Queste le parole di Ghirelli: "I campionati continueranno? Entro il 27 novembre ne parleremo, quando sapremo l'indice dei contagi dopo il periodo delle chiusure fatte dal governo, quindi entro quella data sapremo di più. Noi proveremo ad andare avanti, nel rispetto delle regole e della salute di tutti. Sappiamo che c'è questo problema e con la massima attenzione proveremo a portare a termine i campionati, convivendo con il virus con i contagi. Capisco anche le difficoltà delle società che da mesi non hanno entrate, con hanno gli introiti di stadi, abbonamenti, sponsor e che devono sobbarcarsi le spese sanitarie. Io credo che se entro qualche settimana il governo non darà una mano alle società, ci potrà essere un collasso". 
Su Avellino-Bisceglie: "Il Bisceglie ha reso noto che non arriva ai 13 giocatori per poter giocare ad Avellino. Stiamo facendo le verifiche e sulla base di queste verifiche ci sono due ipotesi. La prima è il bonus, che a fronte di almeno 4 positivi una società chiede il rinvio e la Lega lo accoglie, e la seconda è quella in cui è ora il Bisceglie. Stiamo aspettando i certificati del Bisceglie, li valuteremo e se saranno certe le difficoltà del Bisceglie la gara sarà rinviata. C'è stato un patto tra le società in questo senso, quindi non voglio vedere litigi inutili. Partita il giovedì? Nel caso in cui non arrivino a 13 domani si rinvia a data da destinarsi, non ci sarebbe poi il tempo per fare un altro ciclo di tamponi prima della partita". 
Su una possibile sospensione del campionato: "E' il virus a decidere. Pare che la situazione si stia leggermente assestando, anzi, sembra che la situazione sia migliore.

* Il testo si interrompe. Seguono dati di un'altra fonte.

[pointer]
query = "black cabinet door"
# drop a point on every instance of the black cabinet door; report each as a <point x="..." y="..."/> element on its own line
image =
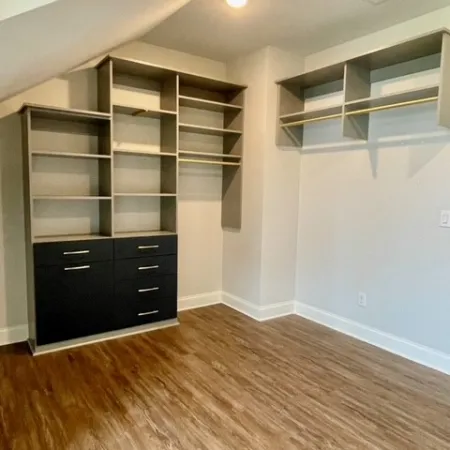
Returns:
<point x="74" y="301"/>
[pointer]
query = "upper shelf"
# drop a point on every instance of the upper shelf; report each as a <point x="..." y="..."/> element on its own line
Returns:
<point x="397" y="100"/>
<point x="66" y="114"/>
<point x="209" y="105"/>
<point x="211" y="131"/>
<point x="316" y="115"/>
<point x="141" y="112"/>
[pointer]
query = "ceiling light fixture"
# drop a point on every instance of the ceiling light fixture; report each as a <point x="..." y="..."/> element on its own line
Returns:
<point x="237" y="3"/>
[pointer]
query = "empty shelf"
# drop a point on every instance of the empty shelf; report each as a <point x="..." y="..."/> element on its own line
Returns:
<point x="211" y="155"/>
<point x="125" y="151"/>
<point x="127" y="234"/>
<point x="69" y="155"/>
<point x="142" y="112"/>
<point x="212" y="131"/>
<point x="66" y="114"/>
<point x="203" y="161"/>
<point x="69" y="237"/>
<point x="316" y="115"/>
<point x="70" y="197"/>
<point x="209" y="105"/>
<point x="398" y="100"/>
<point x="141" y="194"/>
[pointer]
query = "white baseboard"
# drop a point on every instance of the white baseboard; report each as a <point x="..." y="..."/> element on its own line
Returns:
<point x="394" y="344"/>
<point x="12" y="335"/>
<point x="199" y="301"/>
<point x="260" y="313"/>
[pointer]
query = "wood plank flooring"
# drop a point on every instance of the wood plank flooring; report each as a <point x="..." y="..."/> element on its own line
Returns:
<point x="222" y="381"/>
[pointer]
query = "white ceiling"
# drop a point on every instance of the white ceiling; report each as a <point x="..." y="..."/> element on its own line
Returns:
<point x="212" y="29"/>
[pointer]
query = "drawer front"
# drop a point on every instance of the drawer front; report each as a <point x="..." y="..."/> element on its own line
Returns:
<point x="129" y="269"/>
<point x="155" y="311"/>
<point x="133" y="292"/>
<point x="73" y="252"/>
<point x="145" y="246"/>
<point x="74" y="301"/>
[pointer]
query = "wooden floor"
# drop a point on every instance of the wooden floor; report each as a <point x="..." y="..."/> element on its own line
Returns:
<point x="222" y="381"/>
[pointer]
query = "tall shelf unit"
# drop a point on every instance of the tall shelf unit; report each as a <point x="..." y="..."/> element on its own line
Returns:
<point x="101" y="196"/>
<point x="351" y="83"/>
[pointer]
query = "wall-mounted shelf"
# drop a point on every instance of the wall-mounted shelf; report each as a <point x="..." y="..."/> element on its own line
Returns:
<point x="352" y="81"/>
<point x="52" y="154"/>
<point x="208" y="105"/>
<point x="211" y="131"/>
<point x="140" y="112"/>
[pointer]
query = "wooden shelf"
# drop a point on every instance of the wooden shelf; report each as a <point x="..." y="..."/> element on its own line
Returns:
<point x="316" y="115"/>
<point x="209" y="105"/>
<point x="214" y="163"/>
<point x="141" y="194"/>
<point x="66" y="114"/>
<point x="69" y="155"/>
<point x="141" y="112"/>
<point x="70" y="197"/>
<point x="209" y="154"/>
<point x="397" y="100"/>
<point x="128" y="234"/>
<point x="211" y="131"/>
<point x="123" y="151"/>
<point x="68" y="237"/>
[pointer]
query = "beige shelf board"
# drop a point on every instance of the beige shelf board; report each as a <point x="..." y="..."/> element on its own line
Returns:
<point x="204" y="161"/>
<point x="397" y="100"/>
<point x="66" y="114"/>
<point x="142" y="194"/>
<point x="211" y="131"/>
<point x="209" y="154"/>
<point x="143" y="233"/>
<point x="209" y="105"/>
<point x="69" y="155"/>
<point x="68" y="237"/>
<point x="124" y="151"/>
<point x="70" y="197"/>
<point x="316" y="114"/>
<point x="141" y="112"/>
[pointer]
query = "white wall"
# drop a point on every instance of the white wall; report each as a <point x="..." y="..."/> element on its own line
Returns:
<point x="369" y="212"/>
<point x="259" y="260"/>
<point x="200" y="232"/>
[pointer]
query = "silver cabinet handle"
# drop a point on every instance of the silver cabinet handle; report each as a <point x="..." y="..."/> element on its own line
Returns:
<point x="148" y="267"/>
<point x="148" y="290"/>
<point x="156" y="311"/>
<point x="77" y="268"/>
<point x="78" y="252"/>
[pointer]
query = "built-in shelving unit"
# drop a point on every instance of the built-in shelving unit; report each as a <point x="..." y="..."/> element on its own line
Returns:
<point x="349" y="85"/>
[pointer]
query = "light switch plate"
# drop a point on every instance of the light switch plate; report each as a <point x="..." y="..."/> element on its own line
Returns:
<point x="445" y="219"/>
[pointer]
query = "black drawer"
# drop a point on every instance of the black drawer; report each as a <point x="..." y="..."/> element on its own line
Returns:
<point x="145" y="246"/>
<point x="73" y="252"/>
<point x="75" y="301"/>
<point x="155" y="311"/>
<point x="129" y="269"/>
<point x="141" y="289"/>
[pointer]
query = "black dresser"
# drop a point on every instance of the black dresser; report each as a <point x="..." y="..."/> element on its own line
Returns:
<point x="83" y="288"/>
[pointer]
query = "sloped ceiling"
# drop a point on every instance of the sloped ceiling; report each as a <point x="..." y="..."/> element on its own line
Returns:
<point x="51" y="40"/>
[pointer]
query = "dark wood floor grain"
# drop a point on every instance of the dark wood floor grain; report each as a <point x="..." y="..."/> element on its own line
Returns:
<point x="222" y="381"/>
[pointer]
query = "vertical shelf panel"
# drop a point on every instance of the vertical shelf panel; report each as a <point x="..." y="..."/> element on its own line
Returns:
<point x="356" y="86"/>
<point x="444" y="88"/>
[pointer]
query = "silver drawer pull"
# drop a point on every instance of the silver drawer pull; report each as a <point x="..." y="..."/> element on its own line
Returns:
<point x="148" y="290"/>
<point x="78" y="252"/>
<point x="147" y="247"/>
<point x="148" y="267"/>
<point x="77" y="268"/>
<point x="150" y="313"/>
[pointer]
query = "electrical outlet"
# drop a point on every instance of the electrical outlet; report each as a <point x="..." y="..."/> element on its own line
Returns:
<point x="445" y="219"/>
<point x="362" y="299"/>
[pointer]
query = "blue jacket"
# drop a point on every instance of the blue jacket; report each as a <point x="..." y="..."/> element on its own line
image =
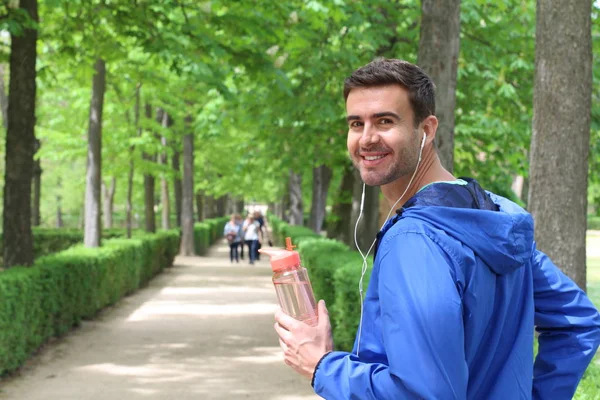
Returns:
<point x="456" y="289"/>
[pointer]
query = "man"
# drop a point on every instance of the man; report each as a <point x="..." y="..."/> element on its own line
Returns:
<point x="457" y="283"/>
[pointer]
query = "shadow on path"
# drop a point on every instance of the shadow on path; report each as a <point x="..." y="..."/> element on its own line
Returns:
<point x="201" y="330"/>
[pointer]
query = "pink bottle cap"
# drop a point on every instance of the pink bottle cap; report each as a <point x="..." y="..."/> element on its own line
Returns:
<point x="282" y="259"/>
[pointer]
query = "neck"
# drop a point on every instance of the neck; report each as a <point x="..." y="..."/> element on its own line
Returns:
<point x="430" y="170"/>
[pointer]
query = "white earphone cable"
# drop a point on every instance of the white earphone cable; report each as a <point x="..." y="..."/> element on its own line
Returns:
<point x="364" y="256"/>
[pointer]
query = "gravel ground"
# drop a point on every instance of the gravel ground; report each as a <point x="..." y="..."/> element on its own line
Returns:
<point x="201" y="330"/>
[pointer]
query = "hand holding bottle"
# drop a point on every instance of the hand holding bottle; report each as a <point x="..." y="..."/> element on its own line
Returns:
<point x="304" y="345"/>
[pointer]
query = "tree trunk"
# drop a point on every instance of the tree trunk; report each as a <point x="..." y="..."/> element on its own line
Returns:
<point x="209" y="207"/>
<point x="369" y="222"/>
<point x="177" y="185"/>
<point x="92" y="231"/>
<point x="20" y="137"/>
<point x="187" y="210"/>
<point x="438" y="56"/>
<point x="164" y="183"/>
<point x="561" y="133"/>
<point x="59" y="220"/>
<point x="341" y="218"/>
<point x="296" y="205"/>
<point x="221" y="204"/>
<point x="108" y="202"/>
<point x="149" y="188"/>
<point x="129" y="206"/>
<point x="3" y="99"/>
<point x="37" y="186"/>
<point x="321" y="179"/>
<point x="200" y="206"/>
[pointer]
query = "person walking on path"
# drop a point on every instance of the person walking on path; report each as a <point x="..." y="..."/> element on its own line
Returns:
<point x="252" y="236"/>
<point x="239" y="221"/>
<point x="232" y="233"/>
<point x="457" y="284"/>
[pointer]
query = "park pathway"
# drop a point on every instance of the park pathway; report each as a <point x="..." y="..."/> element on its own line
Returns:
<point x="201" y="330"/>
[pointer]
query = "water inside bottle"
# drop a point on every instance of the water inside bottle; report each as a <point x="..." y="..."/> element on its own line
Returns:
<point x="297" y="300"/>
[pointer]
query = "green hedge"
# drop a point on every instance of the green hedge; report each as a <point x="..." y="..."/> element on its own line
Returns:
<point x="593" y="222"/>
<point x="334" y="272"/>
<point x="52" y="240"/>
<point x="60" y="290"/>
<point x="346" y="306"/>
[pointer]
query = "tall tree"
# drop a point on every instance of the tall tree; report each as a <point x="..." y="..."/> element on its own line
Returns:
<point x="296" y="204"/>
<point x="3" y="98"/>
<point x="20" y="138"/>
<point x="149" y="186"/>
<point x="438" y="56"/>
<point x="341" y="214"/>
<point x="108" y="194"/>
<point x="177" y="189"/>
<point x="561" y="132"/>
<point x="187" y="209"/>
<point x="92" y="227"/>
<point x="164" y="182"/>
<point x="37" y="186"/>
<point x="321" y="178"/>
<point x="130" y="172"/>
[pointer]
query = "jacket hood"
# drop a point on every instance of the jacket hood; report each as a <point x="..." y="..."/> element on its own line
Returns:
<point x="496" y="229"/>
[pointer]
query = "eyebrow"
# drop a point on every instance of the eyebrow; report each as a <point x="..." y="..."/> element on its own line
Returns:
<point x="376" y="115"/>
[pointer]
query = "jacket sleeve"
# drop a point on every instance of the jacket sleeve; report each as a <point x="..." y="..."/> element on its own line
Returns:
<point x="422" y="331"/>
<point x="569" y="331"/>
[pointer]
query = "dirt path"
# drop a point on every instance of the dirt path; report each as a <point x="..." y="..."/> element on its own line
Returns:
<point x="201" y="330"/>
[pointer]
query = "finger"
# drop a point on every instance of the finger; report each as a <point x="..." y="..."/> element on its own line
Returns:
<point x="323" y="313"/>
<point x="285" y="321"/>
<point x="282" y="345"/>
<point x="283" y="333"/>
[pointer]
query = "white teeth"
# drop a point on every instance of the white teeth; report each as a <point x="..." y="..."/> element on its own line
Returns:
<point x="371" y="158"/>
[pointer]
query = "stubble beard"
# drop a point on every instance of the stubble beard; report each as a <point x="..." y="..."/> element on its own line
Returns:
<point x="405" y="165"/>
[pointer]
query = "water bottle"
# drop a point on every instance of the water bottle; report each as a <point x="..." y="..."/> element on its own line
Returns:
<point x="292" y="285"/>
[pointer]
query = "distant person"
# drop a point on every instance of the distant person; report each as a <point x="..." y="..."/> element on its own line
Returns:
<point x="239" y="221"/>
<point x="252" y="236"/>
<point x="232" y="233"/>
<point x="261" y="222"/>
<point x="457" y="285"/>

Se la sospensione ci sarà o meno, ce lo dovranno dire le autorità sanitarie, non sono io a decidere. Io vorrei andare avanti, poi, è evidente, se il Paese si ferma si fermerà anche il calcio. Io rivendico che siamo stati i primi a fermare tutto ai primi segnali di Covid a marzo. Un piano B? Si ne abbiamo diversi. Innanzi tutto non vorrei tornare a giocare a luglio come quest'anno. Abbiamo diverse soluzioni, sperando che non ce ne sia bisogno. Una di questa sarebbe il mese di giugno, che Serie A e B non avrebbero quest'anno". 
Riforma dei campionati: "Ce n'è bisogno. Non è però una questione di numeri. C'è bisogno di assestare Serie A, B e C. La mission è trovare una sostenibilità economica dei campionati. La B a due gironi? Non la vedo una soluzione ideale. Spostare le scadenze fiscali? Ci può stare, ma si rischia tantissimo. Bisognerebbe fare come ha fatto la Premier League, cioè che ha dato dei fondi alle serie minori". 
Su D'Agostino: "Dovevo venire a vedere la partita al Partenio qualche settimana fa, poi gli stop tra regioni mi hanno impedito di esserci. Io amavo andare a vedere le partite il week-end, ora il fine settimana è veramente duro. Su D'Agostino siete fortunati, è una persona affabile. E' un presidente che è arrivato e ha sistemato una società che era in enormi difficoltà, ha sistemato il club dal punto di vista economico e finanziario. Gli manca solo il pubblico che non ha mai potuto vivere, visto che da quando si è insediato è arrivato il virus. Piange il cuore vedere stadi come il Partenio vuoti". 
Tifosi allo stadio: "C'eravamo quasi riusciti, poi c'è stata chiusa la porta in faccia dal virus. Dobbiamo essere certi che quando riapriamo non facciamo i disastri di questa estate. Il governo inoltre di deve dare una grossa mano, altrimenti questo Paese sarebbe più povero socialmente".